At the keel ladder, she discovered that they’d blocked the elevator by jamming the floor hatch open with a crowbar. Basic ship safety protocols wouldn’t allow the elevator to move to another deck unless the deck above was sealed. Bobbie yanked out the crowbar and threw it across the room, then hit the call button. The lift climbed up the ladder shaft to her level and stopped. She jumped on and hit the button that would take her to the bridge, eight decks up. Eight more pressure hatches.

 

Eight more possible ambushes.

 

She tightened her hands into fists until the knuckles stretched painfully inside her gauntlets. Bring it.

 

Three decks up the elevator stopped, the panel informing her that all the pressure hatches between her and the bridge had been overridden and forced open. They were willing to risk a hole in the ship emptying out half the ship’s air rather than let her up to the bridge.
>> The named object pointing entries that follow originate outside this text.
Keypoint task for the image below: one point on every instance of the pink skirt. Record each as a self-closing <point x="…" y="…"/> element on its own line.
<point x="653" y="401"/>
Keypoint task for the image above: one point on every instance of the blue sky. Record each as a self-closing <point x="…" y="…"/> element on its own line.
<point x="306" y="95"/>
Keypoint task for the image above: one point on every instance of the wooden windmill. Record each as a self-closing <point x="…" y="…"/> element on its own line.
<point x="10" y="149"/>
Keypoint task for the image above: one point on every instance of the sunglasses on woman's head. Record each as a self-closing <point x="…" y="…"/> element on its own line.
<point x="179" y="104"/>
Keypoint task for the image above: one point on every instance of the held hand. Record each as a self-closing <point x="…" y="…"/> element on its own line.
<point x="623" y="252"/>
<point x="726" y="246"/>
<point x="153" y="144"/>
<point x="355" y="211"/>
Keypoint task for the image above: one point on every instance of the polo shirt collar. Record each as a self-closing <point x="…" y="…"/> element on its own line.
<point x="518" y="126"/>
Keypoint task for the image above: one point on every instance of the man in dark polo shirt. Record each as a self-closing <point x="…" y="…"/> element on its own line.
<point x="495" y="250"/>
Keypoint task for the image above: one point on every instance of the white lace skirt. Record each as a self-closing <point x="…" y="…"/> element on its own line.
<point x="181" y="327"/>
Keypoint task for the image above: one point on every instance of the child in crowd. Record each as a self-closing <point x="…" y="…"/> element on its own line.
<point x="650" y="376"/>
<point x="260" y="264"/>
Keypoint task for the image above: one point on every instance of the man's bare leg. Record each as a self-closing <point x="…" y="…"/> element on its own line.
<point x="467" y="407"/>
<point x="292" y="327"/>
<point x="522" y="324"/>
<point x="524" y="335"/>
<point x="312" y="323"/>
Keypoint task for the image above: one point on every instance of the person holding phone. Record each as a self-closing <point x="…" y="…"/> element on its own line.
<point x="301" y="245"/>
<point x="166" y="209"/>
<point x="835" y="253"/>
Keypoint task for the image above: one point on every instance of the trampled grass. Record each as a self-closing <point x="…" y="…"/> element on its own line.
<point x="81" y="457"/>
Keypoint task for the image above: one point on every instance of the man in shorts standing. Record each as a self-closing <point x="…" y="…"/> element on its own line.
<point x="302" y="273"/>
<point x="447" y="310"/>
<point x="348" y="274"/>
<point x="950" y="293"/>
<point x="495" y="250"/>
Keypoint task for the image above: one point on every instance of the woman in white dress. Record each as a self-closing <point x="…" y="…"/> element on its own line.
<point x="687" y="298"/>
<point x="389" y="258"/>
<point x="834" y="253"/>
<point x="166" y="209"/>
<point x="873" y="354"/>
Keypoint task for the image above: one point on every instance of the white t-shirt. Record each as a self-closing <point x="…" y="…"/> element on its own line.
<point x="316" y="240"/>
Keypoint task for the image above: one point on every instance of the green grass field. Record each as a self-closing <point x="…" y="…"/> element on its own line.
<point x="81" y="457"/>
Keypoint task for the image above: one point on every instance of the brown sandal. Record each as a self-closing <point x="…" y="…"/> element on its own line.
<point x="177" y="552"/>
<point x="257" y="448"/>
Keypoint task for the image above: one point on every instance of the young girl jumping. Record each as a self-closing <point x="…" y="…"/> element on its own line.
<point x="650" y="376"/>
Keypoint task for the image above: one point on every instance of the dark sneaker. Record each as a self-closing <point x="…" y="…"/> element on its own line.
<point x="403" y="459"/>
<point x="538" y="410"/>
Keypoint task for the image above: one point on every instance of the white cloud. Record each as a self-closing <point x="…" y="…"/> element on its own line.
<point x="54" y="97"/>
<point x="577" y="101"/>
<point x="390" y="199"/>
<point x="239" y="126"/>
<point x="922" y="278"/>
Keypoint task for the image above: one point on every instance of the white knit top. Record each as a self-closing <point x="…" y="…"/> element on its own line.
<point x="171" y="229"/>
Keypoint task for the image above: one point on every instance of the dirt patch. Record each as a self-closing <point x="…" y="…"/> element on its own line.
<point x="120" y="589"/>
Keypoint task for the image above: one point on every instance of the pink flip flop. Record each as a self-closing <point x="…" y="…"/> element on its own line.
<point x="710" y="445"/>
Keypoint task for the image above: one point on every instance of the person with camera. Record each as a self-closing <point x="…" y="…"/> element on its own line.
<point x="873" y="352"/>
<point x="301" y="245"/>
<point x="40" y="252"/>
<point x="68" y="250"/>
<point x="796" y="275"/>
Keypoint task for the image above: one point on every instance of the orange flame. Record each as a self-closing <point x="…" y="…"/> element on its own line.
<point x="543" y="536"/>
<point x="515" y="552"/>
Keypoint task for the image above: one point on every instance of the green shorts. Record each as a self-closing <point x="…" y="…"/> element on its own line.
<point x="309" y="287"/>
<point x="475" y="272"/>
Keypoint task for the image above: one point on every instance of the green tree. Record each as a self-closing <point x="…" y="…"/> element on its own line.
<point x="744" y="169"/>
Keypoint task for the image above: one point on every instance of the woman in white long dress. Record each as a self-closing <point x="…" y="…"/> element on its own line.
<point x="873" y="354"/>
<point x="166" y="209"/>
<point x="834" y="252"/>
It was sort of gratifying to be scarier than sudden decompression.

 

She climbed off the lift onto a deck that appeared to be mostly crew quarters, though it must have been evacuated. There wasn’t a soul in sight. A quick tour revealed twelve small crew cabins and two bathrooms that could reasonably be called heads. No gold plating on the fixtures for the crew. No open bar. No twenty-four-hour-a-day food service. Looking at the fairly Spartan living conditions of the average crew member on the Guanshiyin brought home Avasarala’s last words to her. These were just sailors. None of them deserved to die for what had happened on Ganymede.

 

Bobbie found herself glad she didn’t have a gun.